Comprender integralmente el actual proceso de confrontación bélica y competencia económica inter-imperialista, implica analizar desde la perspectiva de la totalidad del movimiento histórico.
La invasión militar de Rusia -último reducto del régimen de modernización capitalista rezagada que fue la URSS– a Ucrania -una de las antiguas repúblicas soviéticas que fue integrada a ese Estado con el proceso de contrarrevolución bolchevique en esa región en la época de la Revolución Rusa-, posee diferentes dimensiones económicas, políticas, culturales, sociales e históricas que conforman una totalidad compleja y diversa que tiene su eje de unidad en el movimiento de producción y reproducción ampliada del capitalismo global.
Considerado a gran escala, el momento actual del capitalismo ruso comienza a cerrar un ciclo que se abrió entre 1923 y 1927 con el ascenso de Stalin a la cabeza del Estado soviético y el comienzo del proceso de acumulación originaria acelerada que llevaría a la URSS a convertirse en una superpotencia capitalista mundial entre 1945, con la victoria sobre Alemania en la guerra industrializada moderna, y 1949, con la detonación de su primera bomba atómica seis meses después de la fundación de la OTAN. Desde 1947 hasta su disolución oficial en 1991, la URSS se constituyó como un polo de acumulación mundial de capital que competía contra las potencias occidentales por la hegemonía global al interior del modo de producción capitalista. Sin embargo, su carácter rezagado con respecto a las potencias capitalistas occidentales fue el factor determinante de su disolución cuando, llegada la reestructuración capitalista de la década de los 70’s, fue cada vez más incapaz de competir en la esfera productiva, con una industria que quedaba nuevamente rezagada ante la deslocalización de los procesos productivos, la intervención en el mercado mundial de países asiáticos como Singapur y Hong Kong, que socavaron completamente las exportaciones industriales de Alemania Oriental y Checoslovaquia, la revolución microelectrónica y la masificación del consumo.

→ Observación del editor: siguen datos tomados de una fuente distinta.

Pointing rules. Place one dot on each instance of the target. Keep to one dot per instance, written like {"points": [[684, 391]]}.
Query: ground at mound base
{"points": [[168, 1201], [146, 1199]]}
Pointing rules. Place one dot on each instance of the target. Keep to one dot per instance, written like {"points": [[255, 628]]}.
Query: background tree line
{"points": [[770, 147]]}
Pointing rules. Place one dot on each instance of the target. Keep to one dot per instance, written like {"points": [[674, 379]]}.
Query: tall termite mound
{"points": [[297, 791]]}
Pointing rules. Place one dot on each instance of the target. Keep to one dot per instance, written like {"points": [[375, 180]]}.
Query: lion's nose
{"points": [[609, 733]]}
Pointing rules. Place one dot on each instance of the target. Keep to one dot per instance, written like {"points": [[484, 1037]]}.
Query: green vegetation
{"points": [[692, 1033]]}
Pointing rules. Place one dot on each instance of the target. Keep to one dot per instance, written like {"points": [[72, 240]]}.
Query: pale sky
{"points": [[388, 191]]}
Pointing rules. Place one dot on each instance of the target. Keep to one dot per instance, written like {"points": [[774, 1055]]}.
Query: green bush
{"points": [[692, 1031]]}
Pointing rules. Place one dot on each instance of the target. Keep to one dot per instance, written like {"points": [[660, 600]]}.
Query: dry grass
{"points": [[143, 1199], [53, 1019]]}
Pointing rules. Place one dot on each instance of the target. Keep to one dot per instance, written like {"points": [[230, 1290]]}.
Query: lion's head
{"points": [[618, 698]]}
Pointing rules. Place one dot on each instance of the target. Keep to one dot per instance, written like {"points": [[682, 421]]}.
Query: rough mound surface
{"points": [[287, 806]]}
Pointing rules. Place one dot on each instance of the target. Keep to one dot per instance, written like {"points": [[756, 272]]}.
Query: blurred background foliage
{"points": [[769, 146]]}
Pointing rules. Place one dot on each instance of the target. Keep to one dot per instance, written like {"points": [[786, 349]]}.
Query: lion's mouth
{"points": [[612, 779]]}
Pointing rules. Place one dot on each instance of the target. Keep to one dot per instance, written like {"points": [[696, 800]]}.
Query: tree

Robert Kurz comprendió, a contrapelo de la mayoría de sus contemporáneos, que la implosión del socialismo de cuartel, formación capitalista de modernización rezagada bajo la bandera del marxismo, constituía la antesala del colapso del proceso de modernización mundial. Sin embargo, este proceso de colapso no debe ser entendido como el hundimiento inminente e inmediato del sistema capitalista, sino como el desmoronamiento ya en acto de un modo histórico de producción que choca cada vez más con sus límites internos y externos.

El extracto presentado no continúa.